The Case for Arriving Second

Robotaxi competition is usually framed as a race to be first: first to launch, first to scale, first to secure city permits, and first to convince the public that a driverless ride can be routine. Nuro is making a different argument. The company says arriving after the category leader may be an advantage, not a handicap.

In an interview with The Verge, Nuro cofounder and co-CEO Dave Ferguson described what he sees as the value of the "second mover" position in autonomous ride-hailing. Waymo remains the benchmark in the sector, operating a fleet of more than 3,000 driverless cars in at least 10 cities across the United States. For most challengers, that lead is intimidating. For Nuro, it is also instructive.

From Delivery Bots to Robotaxis

Nuro's current strategy is a relatively recent turn. The company, founded by veterans of Google's self-driving car project, pivoted from delivery to robotaxis in 2024. That shift placed it into a more crowded and more visible contest, but it also aligned the company with a market that appears closer to large-scale commercial deployment.

Since the pivot, Nuro has assembled pieces that suggest it is pursuing scale through partnership rather than a go-it-alone fleet strategy. The company struck a deal with Uber and Lucid to deploy tens of thousands of robotaxis across the United States. The arrangement also brought hundreds of millions of dollars in investment from Uber, giving Nuro capital as well as distribution alignment.

Nuro plans to launch service in San Francisco later this year. Earlier this month, it received the first of several permits it will need to do so. Those milestones do not put it on Waymo's scale, but they do place it firmly inside the next wave of commercial contenders.

Why Waymo's Experience Matters

Ferguson's central point is not that Nuro has discovered a fundamentally easier path. It is that Waymo's years of real-world deployment have generated a practical dataset of what scaling a robotaxi service actually looks like. That includes technical successes, operational edge cases, and the kinds of stumbles that only appear once autonomous vehicles interact with messy city life at volume.

In Ferguson's telling, those moments become useful pressure tests for Nuro's own system. When Waymo succeeds, it validates the possibility of the business. When Waymo struggles, Nuro's engineers gain a chance to ask whether their own software, operational model, or safety design would behave differently. The competitive advantage of being second, in this view, is the ability to learn without paying every tuition bill yourself.

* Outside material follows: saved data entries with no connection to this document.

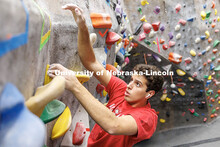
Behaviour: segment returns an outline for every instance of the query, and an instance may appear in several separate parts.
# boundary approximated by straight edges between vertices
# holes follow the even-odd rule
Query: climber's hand
[[[74,72],[71,70],[65,68],[61,64],[51,64],[49,69],[48,69],[48,76],[51,78],[54,78],[55,76],[63,76],[65,78],[65,83],[66,83],[66,89],[67,90],[72,90],[72,88],[76,84],[80,84],[78,79],[76,78]]]
[[[73,17],[80,28],[85,26],[85,17],[83,16],[83,10],[75,4],[66,4],[62,7],[64,10],[70,10]]]

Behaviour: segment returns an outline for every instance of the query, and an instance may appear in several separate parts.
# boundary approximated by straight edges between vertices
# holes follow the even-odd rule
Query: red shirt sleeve
[[[138,126],[138,133],[137,135],[131,136],[132,140],[139,142],[151,138],[154,134],[157,127],[158,116],[152,110],[153,109],[147,109],[130,112],[130,115],[135,119]]]
[[[119,97],[124,97],[127,84],[118,77],[111,76],[111,79],[105,88],[109,95],[109,102]]]

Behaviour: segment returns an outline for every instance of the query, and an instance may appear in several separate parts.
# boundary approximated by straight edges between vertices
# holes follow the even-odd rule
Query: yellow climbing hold
[[[147,0],[142,0],[142,1],[141,1],[141,5],[142,5],[142,6],[145,6],[146,4],[149,5],[149,3],[147,2]]]
[[[220,101],[218,101],[218,103],[220,104]]]
[[[52,81],[52,78],[48,76],[47,71],[49,69],[50,65],[47,64],[46,66],[46,71],[45,71],[45,76],[44,76],[44,85],[47,85],[48,83],[50,83]]]
[[[196,56],[196,52],[195,52],[194,50],[191,50],[191,51],[190,51],[190,54],[191,54],[193,57]]]
[[[153,41],[153,44],[156,44],[156,45],[157,45],[157,42],[156,42],[156,41]]]
[[[194,81],[194,79],[192,77],[188,77],[189,81]]]
[[[215,9],[215,15],[217,15],[217,13],[218,13],[218,11],[217,11],[217,9]]]
[[[105,90],[103,90],[103,96],[105,97],[108,93],[105,91]]]
[[[184,76],[186,74],[185,71],[181,70],[181,69],[177,69],[176,70],[176,73],[179,75],[179,76]]]
[[[168,98],[168,97],[167,97],[167,98],[166,98],[166,101],[167,101],[167,102],[171,101],[171,98]]]
[[[51,139],[56,139],[63,136],[70,128],[72,116],[69,107],[67,106],[63,113],[57,119],[53,130]]]
[[[114,63],[114,67],[117,67],[117,66],[118,66],[118,63],[117,63],[117,62],[115,62],[115,63]]]
[[[164,93],[162,96],[161,96],[161,101],[165,101],[166,100],[166,98],[167,98],[167,94],[166,93]]]
[[[178,88],[178,91],[179,91],[179,93],[180,93],[182,96],[186,95],[186,93],[183,91],[182,88]]]
[[[129,40],[131,41],[134,38],[134,36],[129,36]]]
[[[208,38],[209,38],[209,36],[210,36],[209,31],[205,31],[205,35],[206,35],[206,39],[208,39]]]
[[[206,18],[206,13],[205,13],[205,11],[201,11],[201,17],[202,17],[202,20],[205,20],[205,18]]]
[[[212,76],[210,75],[209,77],[208,77],[208,80],[211,80],[212,79]]]
[[[220,21],[220,17],[218,16],[218,18],[217,18],[217,21],[219,22]]]
[[[135,53],[133,56],[136,57],[136,56],[139,56],[139,55],[140,55],[140,53]]]
[[[141,19],[140,19],[140,21],[145,21],[145,22],[147,22],[147,20],[146,20],[146,16],[145,16],[145,15],[142,16]]]
[[[81,84],[89,81],[90,77],[88,75],[76,75],[77,79]]]
[[[161,123],[165,123],[166,120],[161,118],[161,119],[160,119],[160,122],[161,122]]]

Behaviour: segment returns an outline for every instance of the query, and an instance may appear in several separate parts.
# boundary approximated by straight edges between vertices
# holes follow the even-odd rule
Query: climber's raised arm
[[[106,69],[96,60],[95,54],[90,42],[88,27],[83,16],[83,10],[74,4],[67,4],[63,9],[70,10],[78,25],[78,53],[84,67],[94,72],[94,76],[104,85],[107,86],[111,75],[107,74]],[[96,75],[97,72],[101,75]]]

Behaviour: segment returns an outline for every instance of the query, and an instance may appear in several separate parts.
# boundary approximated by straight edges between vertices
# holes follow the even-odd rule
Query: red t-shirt
[[[124,99],[127,84],[112,76],[106,91],[109,94],[107,107],[117,117],[131,115],[138,126],[137,135],[110,135],[95,124],[88,139],[88,147],[132,147],[134,144],[149,139],[156,130],[157,114],[148,103],[144,107],[134,108]]]

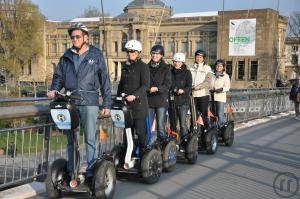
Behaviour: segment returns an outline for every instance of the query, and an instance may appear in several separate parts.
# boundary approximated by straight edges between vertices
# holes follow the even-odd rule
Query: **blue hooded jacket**
[[[103,107],[111,107],[111,86],[106,64],[100,49],[90,45],[89,51],[79,65],[76,73],[73,52],[68,49],[60,58],[53,74],[51,90],[75,91],[82,100],[77,105],[98,106],[99,91],[103,98]]]

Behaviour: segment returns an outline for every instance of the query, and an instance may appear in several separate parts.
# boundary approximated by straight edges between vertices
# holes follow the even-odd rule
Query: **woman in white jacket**
[[[225,72],[224,60],[217,60],[215,66],[215,81],[212,92],[214,92],[218,125],[220,128],[222,128],[225,123],[224,108],[226,104],[226,92],[228,92],[230,89],[230,79],[228,74]]]
[[[208,127],[208,103],[209,90],[214,76],[211,67],[205,63],[206,52],[197,50],[195,52],[195,63],[190,67],[193,79],[192,96],[195,99],[197,112],[202,116],[204,126]]]

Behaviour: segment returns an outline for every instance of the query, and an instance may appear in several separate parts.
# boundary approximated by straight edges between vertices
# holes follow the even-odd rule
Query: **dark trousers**
[[[134,119],[131,130],[138,136],[139,146],[141,148],[146,147],[148,145],[146,118]]]
[[[209,119],[208,119],[208,103],[209,103],[209,95],[203,97],[195,97],[195,106],[197,117],[199,114],[202,116],[204,126],[208,126]]]

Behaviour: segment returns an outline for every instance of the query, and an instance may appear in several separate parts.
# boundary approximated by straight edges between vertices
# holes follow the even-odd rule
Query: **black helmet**
[[[82,23],[74,23],[70,26],[70,28],[68,29],[68,33],[70,36],[71,36],[73,30],[81,30],[85,34],[89,35],[89,30]]]
[[[201,56],[205,59],[205,57],[206,57],[206,52],[205,52],[204,50],[197,50],[197,51],[195,52],[195,57],[196,57],[197,55],[201,55]]]
[[[225,61],[224,61],[224,59],[218,59],[218,60],[216,61],[216,63],[215,63],[215,66],[217,66],[218,64],[222,64],[223,67],[225,67]]]
[[[152,48],[151,48],[151,51],[150,53],[159,53],[161,54],[162,56],[165,55],[165,50],[164,50],[164,47],[160,44],[156,44],[154,45]]]

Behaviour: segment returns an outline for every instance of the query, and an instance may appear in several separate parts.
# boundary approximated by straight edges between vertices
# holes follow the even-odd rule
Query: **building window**
[[[115,74],[114,74],[114,81],[118,80],[118,68],[119,68],[119,63],[118,62],[114,62],[115,65]]]
[[[168,51],[169,52],[172,52],[174,54],[175,52],[175,44],[174,44],[174,41],[169,41],[168,42]]]
[[[231,78],[231,76],[232,76],[232,61],[226,61],[226,73]]]
[[[51,43],[51,53],[56,53],[56,50],[57,50],[57,48],[56,48],[56,41],[53,41],[52,43]]]
[[[298,51],[298,46],[293,46],[292,48],[294,52]]]
[[[122,33],[122,51],[126,51],[125,44],[127,43],[128,35],[126,33]]]
[[[141,41],[141,30],[135,30],[136,40]]]
[[[55,63],[51,63],[52,64],[52,71],[54,72],[56,69],[56,64]]]
[[[31,61],[28,62],[28,75],[32,74],[32,66],[31,66]]]
[[[238,62],[238,80],[244,80],[245,76],[245,61]]]
[[[68,49],[68,42],[65,40],[62,43],[62,51],[65,52]]]
[[[21,66],[21,75],[24,75],[25,71],[24,71],[24,66]]]
[[[295,54],[292,55],[292,61],[291,61],[291,63],[293,65],[298,65],[298,55],[295,55]]]
[[[115,41],[114,43],[115,43],[115,52],[117,53],[117,52],[118,52],[118,50],[119,50],[119,49],[118,49],[118,42],[117,42],[117,41]]]
[[[188,45],[188,42],[182,42],[181,43],[181,52],[183,52],[185,55],[189,54],[189,45]]]
[[[203,41],[197,41],[196,42],[196,49],[195,49],[195,51],[197,51],[197,50],[204,50],[204,44],[203,44]]]
[[[257,61],[251,61],[250,80],[257,80]]]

A Different Kind of Market Maturity

That argument suggests the robotaxi sector may be entering a new phase. Early autonomous-vehicle development rewarded technical novelty and landmark demonstrations. The next phase may reward operational judgment: where to launch, how fast to expand, which vehicle platform to use, how to structure partnerships, and how to respond when inevitable problems surface in public.

Nuro's approach reflects that shift. Teaming with Uber gives it access to an established ride-hailing interface and customer base. Working with Lucid connects the autonomous stack to a vehicle platform rather than forcing Nuro to design the entire service stack internally. This partnership-heavy model could allow it to focus resources on autonomy while letting allies handle other layers of commercialization.

The Weight of Being No. 2

There is, however, a difference between learning from a leader and catching one. Waymo's scale gives it a compounding advantage. More deployed vehicles can generate more operational data, more opportunities to refine software, and more public familiarity with the service. If that flywheel continues, every delay by rivals may strengthen the incumbent's lead.

Nuro's second-mover framing is therefore best understood as a strategic bet, not a guaranteed edge. It assumes that the knowledge gained from observing Waymo's scale-up can offset the benefits Waymo gets from being out in front. It also assumes that customers, regulators, and partners will still view the market as open rather than effectively decided.

Why San Francisco Matters

Launching in San Francisco later this year would be a meaningful test of that thesis. The city is both a proving ground and a pressure cooker for autonomous-vehicle companies. It offers dense urban complexity, intense public scrutiny, and symbolic importance far beyond its geographic footprint. A smooth launch there would lend credibility to Nuro's argument that later entrants can be more disciplined, more selective, and potentially more scalable.

At the same time, San Francisco is not forgiving. Operational mistakes are amplified, and regulatory patience can change quickly. That makes the city's streets an appropriate environment for evaluating whether Nuro has genuinely internalized the lessons it says Waymo has provided.

The Competitive Story Ahead

The Verge's reporting places Nuro among a wider set of companies trying to close the gap with Waymo, including Tesla, Zoox, Avride, and Motional. In that field, differentiation matters. Nuro is trying to stand out not by claiming first-mover glory, but by arguing that the market's early chapter has already exposed the costs of pioneering too publicly and too fast.

If the company is right, the robotaxi business may not simply reward the first company to prove the concept. It may reward the company that best studies what scale breaks, what regulators tolerate, and what customers will trust. That is a narrower, more operationally grounded vision of autonomy than the industry's earlier rhetoric often suggested.

Whether that is enough to narrow Waymo's lead remains uncertain. But Nuro's positioning makes one thing clear: in robotaxis, being late is no longer a story a company has to apologize for. It can also be the core of the pitch.